A new report released today from the National Academies of Sciences, Engineering and Medicine has confirmed that abortion is safe – debunking once again the myths and misinformation pushed by opponents of legal abortion.
Let’s hope it’s once and for all, since those myths and misinformation have been used to enact 401 new restrictions on abortion since 2011. The report shows no evidence that those restrictions improve the safety or quality of abortion care. Instead, they impede a woman’s ability to get the care she needs. Faced with this comprehensive evidence, will politicians finally stop meddling in our personal decisions and health care? I am hopeful—but I won’t hold my breath.
I’ve worked with Colorado communities for more than a decade, and I’ve seen firsthand what having an abortion means for women: the ability to safely end a pregnancy and go on with her life.
My abortion saved my family. Abortion care provided me the opportunity to stop short of falling into deeper poverty, and today I am able to thrive – and my family is able to thrive – because of access to a safe and legal abortion in Colorado.
The study confirmed something public health experts and community leaders from across the country have observed: that restrictions on abortion, which vary widely from state to state, make it harder to get safe, quality care. Some of these restrictions, like forced delays and bans on insurance coverage, force women to delay care for weeks while they jump through hoops and raise funds to pay out-of-pocket.
If I had shown up for care after the multiple hoops of raising money and being absent from various jobs, and was told I had to wait 24 hours and make yet another appointment, that alone could have placed care beyond my reach altogether. Needless to say, being told that one must wait any length of time to “ensure” a person like me seeking abortion treatment can “think over” what already is an intensely personal decision is insulting and infantilizes the decision-making of an adult who has already determined what’s best for them and their family. It’s unconscionable that politicians would stand in the way of a woman receiving safe, quality care as soon as she has made her decision.
Other restrictions interfere directly with the provider-patient relationship, banning qualified health professionals from providing abortion care or even forcing providers to misinform women about abortion or perform a medically unnecessary service. A woman’s health – not politicians – should determine the information and care she receives. Yet in many states, politicians require that women listen to scripted speeches frightening them with inaccurate information designed to change their minds or shame them.

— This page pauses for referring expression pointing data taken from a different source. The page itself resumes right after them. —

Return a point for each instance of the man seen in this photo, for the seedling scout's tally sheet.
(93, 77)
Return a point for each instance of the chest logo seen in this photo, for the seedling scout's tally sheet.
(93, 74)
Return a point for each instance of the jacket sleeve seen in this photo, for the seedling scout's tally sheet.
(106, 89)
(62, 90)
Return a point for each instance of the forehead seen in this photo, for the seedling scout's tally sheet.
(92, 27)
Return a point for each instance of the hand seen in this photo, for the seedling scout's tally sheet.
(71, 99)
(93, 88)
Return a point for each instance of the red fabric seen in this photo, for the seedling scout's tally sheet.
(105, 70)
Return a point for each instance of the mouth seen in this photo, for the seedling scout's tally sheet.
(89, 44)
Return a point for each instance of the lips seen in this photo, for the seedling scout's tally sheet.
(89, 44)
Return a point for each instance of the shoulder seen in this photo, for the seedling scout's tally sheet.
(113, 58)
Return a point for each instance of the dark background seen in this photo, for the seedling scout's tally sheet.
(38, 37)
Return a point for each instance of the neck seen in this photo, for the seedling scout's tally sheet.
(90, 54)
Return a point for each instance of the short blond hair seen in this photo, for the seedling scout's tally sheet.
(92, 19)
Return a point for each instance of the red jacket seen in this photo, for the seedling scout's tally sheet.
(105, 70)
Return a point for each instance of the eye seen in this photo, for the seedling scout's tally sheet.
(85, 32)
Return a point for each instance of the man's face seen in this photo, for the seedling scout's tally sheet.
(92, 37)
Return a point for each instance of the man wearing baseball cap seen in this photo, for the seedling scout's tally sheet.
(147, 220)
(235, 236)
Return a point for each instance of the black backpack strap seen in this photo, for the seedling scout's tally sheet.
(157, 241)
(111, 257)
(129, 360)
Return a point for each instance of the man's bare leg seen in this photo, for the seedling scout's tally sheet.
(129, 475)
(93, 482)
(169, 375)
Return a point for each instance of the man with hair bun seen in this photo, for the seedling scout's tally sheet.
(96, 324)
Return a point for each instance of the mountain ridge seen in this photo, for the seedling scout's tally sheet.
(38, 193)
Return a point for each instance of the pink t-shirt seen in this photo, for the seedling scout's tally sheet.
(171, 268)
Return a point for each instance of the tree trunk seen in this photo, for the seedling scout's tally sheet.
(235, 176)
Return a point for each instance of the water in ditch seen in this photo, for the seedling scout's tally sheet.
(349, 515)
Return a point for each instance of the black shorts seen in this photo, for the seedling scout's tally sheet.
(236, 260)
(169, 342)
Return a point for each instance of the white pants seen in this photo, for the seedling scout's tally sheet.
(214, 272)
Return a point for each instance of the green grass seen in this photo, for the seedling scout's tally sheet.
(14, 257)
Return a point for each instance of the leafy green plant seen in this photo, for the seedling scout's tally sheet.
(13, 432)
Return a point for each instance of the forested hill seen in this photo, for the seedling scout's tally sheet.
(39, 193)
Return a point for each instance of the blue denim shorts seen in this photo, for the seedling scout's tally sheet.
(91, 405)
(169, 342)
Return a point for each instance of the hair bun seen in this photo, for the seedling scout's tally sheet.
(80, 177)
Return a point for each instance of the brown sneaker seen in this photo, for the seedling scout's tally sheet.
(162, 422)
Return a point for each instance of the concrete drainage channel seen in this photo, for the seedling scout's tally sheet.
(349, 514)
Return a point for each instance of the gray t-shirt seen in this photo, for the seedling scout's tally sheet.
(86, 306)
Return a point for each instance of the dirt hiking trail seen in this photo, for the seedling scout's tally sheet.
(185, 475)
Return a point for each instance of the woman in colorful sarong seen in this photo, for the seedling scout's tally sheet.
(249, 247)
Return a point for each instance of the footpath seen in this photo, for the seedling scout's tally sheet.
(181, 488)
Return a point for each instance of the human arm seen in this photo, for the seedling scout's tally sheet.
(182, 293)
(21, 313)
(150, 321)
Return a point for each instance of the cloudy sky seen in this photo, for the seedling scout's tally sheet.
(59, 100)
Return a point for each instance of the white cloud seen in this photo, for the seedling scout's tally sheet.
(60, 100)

Included in the study is an assessment of the state of abortion care – with some startling findings. Between 2011 and 2014, the number of abortion clinics dropped by 17 percent. As of last year, 25 states had five or fewer abortion clinics, and five states had only one abortion clinic. Nearly one in five women (17 percent) now must travel more than 50 miles for abortion care.

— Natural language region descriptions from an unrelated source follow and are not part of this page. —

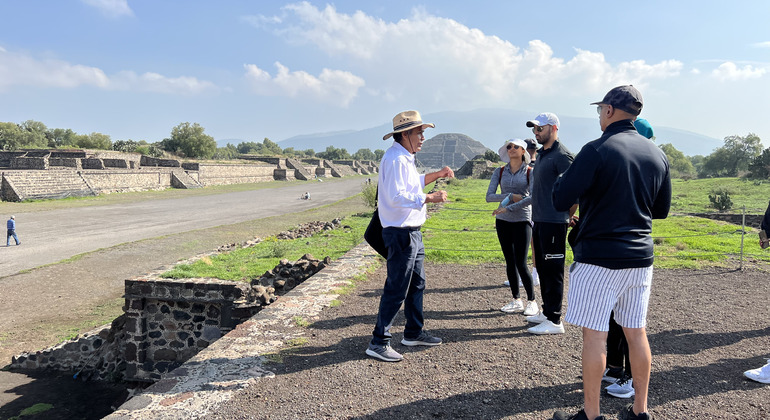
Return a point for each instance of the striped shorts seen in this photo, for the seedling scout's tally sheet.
(596, 291)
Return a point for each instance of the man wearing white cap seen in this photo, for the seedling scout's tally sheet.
(401, 205)
(550, 231)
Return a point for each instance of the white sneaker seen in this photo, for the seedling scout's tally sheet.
(531, 309)
(623, 388)
(761, 375)
(537, 318)
(515, 306)
(547, 327)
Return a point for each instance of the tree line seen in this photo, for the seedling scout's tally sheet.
(738, 156)
(186, 140)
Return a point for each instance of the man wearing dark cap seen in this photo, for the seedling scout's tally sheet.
(550, 231)
(622, 182)
(401, 205)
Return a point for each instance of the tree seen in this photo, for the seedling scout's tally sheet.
(680, 165)
(759, 168)
(364, 154)
(190, 141)
(93, 141)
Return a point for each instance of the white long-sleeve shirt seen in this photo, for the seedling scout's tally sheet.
(401, 201)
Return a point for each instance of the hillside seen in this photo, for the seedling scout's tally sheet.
(491, 127)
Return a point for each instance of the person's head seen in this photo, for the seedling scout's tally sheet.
(531, 148)
(546, 128)
(408, 130)
(643, 127)
(620, 103)
(514, 150)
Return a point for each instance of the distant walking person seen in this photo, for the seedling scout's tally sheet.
(622, 181)
(401, 205)
(550, 230)
(12, 232)
(512, 221)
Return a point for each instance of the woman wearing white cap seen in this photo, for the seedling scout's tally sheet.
(513, 221)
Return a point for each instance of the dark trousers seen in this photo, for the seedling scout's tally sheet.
(405, 284)
(617, 346)
(550, 246)
(514, 240)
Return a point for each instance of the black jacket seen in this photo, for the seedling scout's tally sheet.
(622, 182)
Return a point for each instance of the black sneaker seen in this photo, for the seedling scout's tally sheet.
(424, 339)
(628, 414)
(581, 415)
(612, 375)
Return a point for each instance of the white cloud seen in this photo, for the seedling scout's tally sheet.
(18, 69)
(728, 71)
(331, 86)
(440, 59)
(111, 8)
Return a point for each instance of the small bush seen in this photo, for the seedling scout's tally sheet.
(720, 199)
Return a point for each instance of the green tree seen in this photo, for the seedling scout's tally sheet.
(364, 154)
(189, 140)
(680, 165)
(227, 152)
(759, 168)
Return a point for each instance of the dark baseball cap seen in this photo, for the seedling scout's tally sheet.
(625, 98)
(531, 145)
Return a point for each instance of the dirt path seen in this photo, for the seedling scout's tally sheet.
(40, 307)
(705, 329)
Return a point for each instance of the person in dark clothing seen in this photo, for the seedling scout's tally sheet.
(550, 231)
(622, 182)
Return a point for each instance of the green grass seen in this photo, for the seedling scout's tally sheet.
(464, 233)
(692, 196)
(247, 263)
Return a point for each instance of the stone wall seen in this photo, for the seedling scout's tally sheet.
(222, 174)
(106, 182)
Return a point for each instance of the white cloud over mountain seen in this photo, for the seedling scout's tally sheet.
(20, 69)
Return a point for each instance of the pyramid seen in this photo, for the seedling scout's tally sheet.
(449, 149)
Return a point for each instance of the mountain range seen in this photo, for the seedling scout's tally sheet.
(492, 127)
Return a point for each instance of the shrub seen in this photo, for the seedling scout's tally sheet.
(720, 199)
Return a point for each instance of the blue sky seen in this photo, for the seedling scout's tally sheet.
(255, 69)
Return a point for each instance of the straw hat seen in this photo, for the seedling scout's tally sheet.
(407, 120)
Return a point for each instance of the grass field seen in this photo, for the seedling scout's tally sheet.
(463, 232)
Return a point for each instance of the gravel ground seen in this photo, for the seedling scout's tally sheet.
(705, 329)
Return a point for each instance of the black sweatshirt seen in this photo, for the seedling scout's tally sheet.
(622, 182)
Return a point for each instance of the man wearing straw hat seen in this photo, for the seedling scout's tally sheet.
(401, 204)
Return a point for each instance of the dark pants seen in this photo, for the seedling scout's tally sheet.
(405, 284)
(550, 246)
(617, 346)
(514, 240)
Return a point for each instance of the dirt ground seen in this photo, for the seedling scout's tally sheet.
(705, 329)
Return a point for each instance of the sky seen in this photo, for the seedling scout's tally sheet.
(248, 70)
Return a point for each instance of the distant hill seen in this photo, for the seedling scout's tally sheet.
(492, 127)
(449, 149)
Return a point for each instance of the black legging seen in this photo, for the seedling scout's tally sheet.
(514, 240)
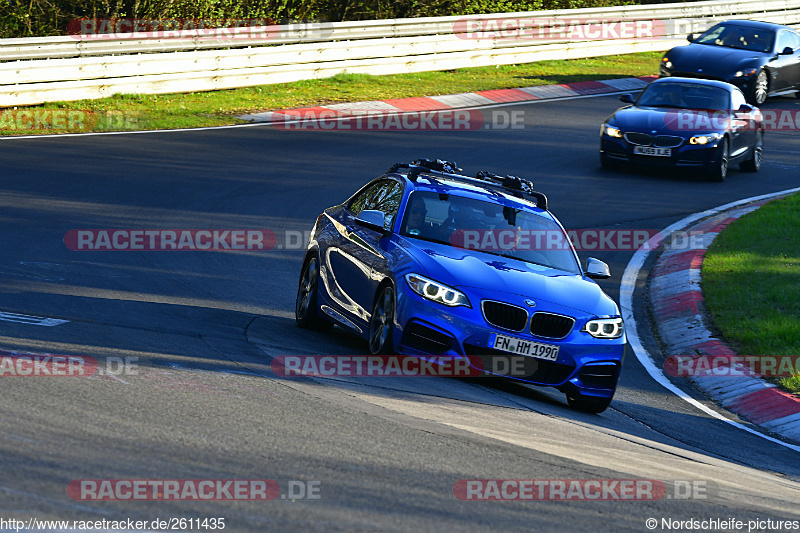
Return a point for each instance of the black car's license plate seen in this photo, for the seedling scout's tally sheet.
(652, 150)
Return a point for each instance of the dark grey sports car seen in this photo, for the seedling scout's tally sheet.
(685, 123)
(760, 58)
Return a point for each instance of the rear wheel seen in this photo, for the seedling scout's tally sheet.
(588, 404)
(306, 312)
(758, 93)
(719, 171)
(753, 164)
(380, 324)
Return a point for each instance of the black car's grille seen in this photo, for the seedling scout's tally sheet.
(698, 75)
(551, 326)
(426, 339)
(506, 364)
(642, 139)
(667, 141)
(504, 316)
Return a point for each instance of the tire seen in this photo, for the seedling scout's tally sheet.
(381, 322)
(306, 310)
(720, 169)
(757, 95)
(588, 404)
(753, 164)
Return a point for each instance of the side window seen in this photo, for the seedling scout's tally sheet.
(363, 201)
(387, 199)
(737, 99)
(788, 38)
(384, 195)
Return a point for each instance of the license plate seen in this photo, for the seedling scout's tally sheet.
(652, 150)
(522, 347)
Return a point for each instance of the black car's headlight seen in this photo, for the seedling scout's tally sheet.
(438, 292)
(705, 139)
(612, 131)
(605, 328)
(744, 73)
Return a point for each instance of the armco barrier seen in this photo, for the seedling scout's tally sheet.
(73, 67)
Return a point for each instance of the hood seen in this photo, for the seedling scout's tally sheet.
(462, 268)
(645, 119)
(667, 121)
(716, 61)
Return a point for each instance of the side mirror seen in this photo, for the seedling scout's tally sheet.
(596, 269)
(372, 219)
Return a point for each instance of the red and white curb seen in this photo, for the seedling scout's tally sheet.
(678, 310)
(462, 100)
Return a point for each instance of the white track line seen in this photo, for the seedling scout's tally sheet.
(4, 138)
(626, 290)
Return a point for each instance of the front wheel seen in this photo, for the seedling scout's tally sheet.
(753, 164)
(588, 404)
(380, 324)
(719, 171)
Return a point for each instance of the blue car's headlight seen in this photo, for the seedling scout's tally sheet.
(438, 292)
(744, 73)
(605, 328)
(612, 131)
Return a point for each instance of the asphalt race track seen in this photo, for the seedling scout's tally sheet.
(198, 330)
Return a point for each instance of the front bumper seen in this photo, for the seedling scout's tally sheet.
(686, 155)
(585, 365)
(745, 83)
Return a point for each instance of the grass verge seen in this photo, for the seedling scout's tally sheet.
(219, 108)
(751, 282)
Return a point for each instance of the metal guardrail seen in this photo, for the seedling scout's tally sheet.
(63, 68)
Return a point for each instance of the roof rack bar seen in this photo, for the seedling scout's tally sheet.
(513, 185)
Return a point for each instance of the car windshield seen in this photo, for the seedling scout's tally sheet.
(503, 229)
(741, 37)
(680, 95)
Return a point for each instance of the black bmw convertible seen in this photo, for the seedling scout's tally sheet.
(685, 123)
(760, 58)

Here in Colorado, we’ve been spared some of the worst restrictions – but getting an abortion can still be difficult, particularly for young people, low-income women, and those who do not have transportation to a clinic. Since 2011, we’ve seen a 14 percent decline in overall providers. In 2014, some 78 percent of Colorado counties had no clinics that provide abortions, and 27 percent of Colorado women lived in those counties.
The Colorado constitution currently bans Medicaid from covering abortion care in the state Medicaid program, leaving many Coloradans, including Latinxs and immigrants, struggling to make ends meet with few options to pay for care. Finally, the state mandates parental involvement with a young person’s abortion, whether or not it’s what is best for that young person.

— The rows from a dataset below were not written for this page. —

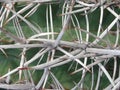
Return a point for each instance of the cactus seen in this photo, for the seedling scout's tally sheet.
(45, 41)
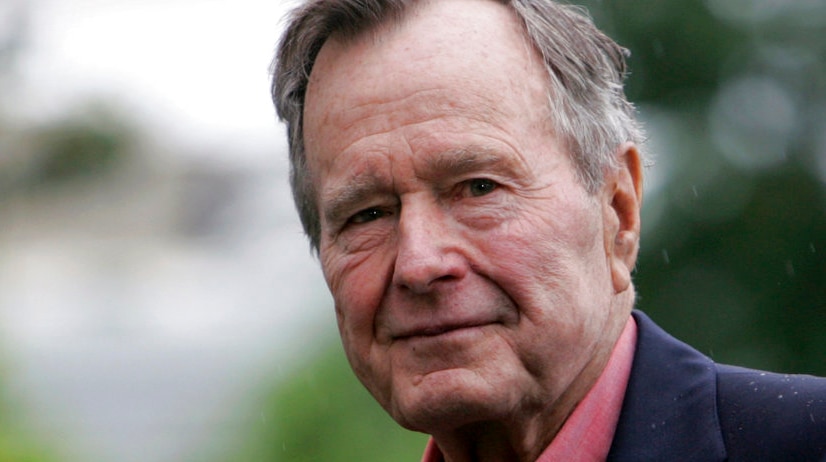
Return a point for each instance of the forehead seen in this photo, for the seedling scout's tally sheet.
(463, 66)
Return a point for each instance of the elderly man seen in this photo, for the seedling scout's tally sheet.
(469, 172)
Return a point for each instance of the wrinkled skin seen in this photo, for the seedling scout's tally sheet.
(479, 288)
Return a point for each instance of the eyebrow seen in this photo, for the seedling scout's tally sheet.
(446, 164)
(358, 189)
(459, 161)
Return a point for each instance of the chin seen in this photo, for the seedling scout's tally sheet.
(449, 399)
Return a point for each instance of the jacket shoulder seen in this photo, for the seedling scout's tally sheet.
(768, 416)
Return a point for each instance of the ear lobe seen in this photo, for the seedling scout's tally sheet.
(623, 221)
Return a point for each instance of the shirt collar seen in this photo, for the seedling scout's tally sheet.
(589, 430)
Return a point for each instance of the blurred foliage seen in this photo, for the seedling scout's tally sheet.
(733, 257)
(324, 413)
(86, 144)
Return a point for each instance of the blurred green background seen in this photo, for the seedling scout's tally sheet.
(733, 259)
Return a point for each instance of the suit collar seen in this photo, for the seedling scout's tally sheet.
(670, 406)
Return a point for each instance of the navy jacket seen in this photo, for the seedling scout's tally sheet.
(681, 406)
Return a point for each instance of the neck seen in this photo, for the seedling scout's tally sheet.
(523, 439)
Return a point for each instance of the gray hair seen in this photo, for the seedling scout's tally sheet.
(586, 70)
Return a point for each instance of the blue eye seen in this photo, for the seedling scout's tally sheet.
(367, 215)
(481, 186)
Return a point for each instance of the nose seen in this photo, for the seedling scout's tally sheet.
(428, 249)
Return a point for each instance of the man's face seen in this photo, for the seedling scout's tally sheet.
(471, 271)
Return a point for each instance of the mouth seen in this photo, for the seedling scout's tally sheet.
(438, 330)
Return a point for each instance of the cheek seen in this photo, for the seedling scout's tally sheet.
(357, 283)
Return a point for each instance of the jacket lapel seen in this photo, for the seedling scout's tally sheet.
(670, 406)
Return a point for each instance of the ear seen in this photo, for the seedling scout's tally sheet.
(621, 212)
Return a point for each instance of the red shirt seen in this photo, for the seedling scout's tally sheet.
(589, 430)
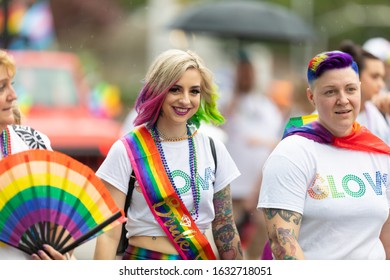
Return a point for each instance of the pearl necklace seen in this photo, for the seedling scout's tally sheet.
(193, 169)
(5, 143)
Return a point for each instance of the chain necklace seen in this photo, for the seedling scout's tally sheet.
(193, 169)
(163, 138)
(5, 143)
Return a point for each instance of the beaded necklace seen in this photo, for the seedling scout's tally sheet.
(193, 169)
(5, 143)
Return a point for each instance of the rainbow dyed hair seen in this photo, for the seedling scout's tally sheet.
(164, 72)
(8, 62)
(328, 61)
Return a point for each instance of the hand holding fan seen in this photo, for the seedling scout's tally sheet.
(47, 197)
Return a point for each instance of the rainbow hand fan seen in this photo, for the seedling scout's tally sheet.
(47, 197)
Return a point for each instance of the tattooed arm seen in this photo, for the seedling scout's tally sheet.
(385, 237)
(225, 233)
(283, 230)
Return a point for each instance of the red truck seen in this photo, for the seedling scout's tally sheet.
(53, 95)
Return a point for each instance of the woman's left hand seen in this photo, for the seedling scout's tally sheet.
(49, 253)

Other states have it much worse than Colorado – but we must remain vigilant. We’ve already had to fight two extreme “personhood” measures that could have banned abortion and other reproductive care, and the opposition is unlikely to relent.
I care about this issue because I’ve seen how women and families are harmed when health care is denied – and because safe abortion care was available to me when I needed it. This care should be available for every person who needs it, whatever their income, immigration status, age, or zip code.
The research is in. Abortion is safe – but so heavily restricted that many people are cut off from the quality care they need and deserve. I need to believe that facts still matter, and that these facts will help us work to lift these barriers so that each of us can make personal decisions about pregnancy and parenting without politicians standing between us and safe, quality care.
Victoria Gómez Betancourt, NMN, is Communications and Development Director of the Colorado Organization for Latina Opportunity and Reproductive Rights (COLOR).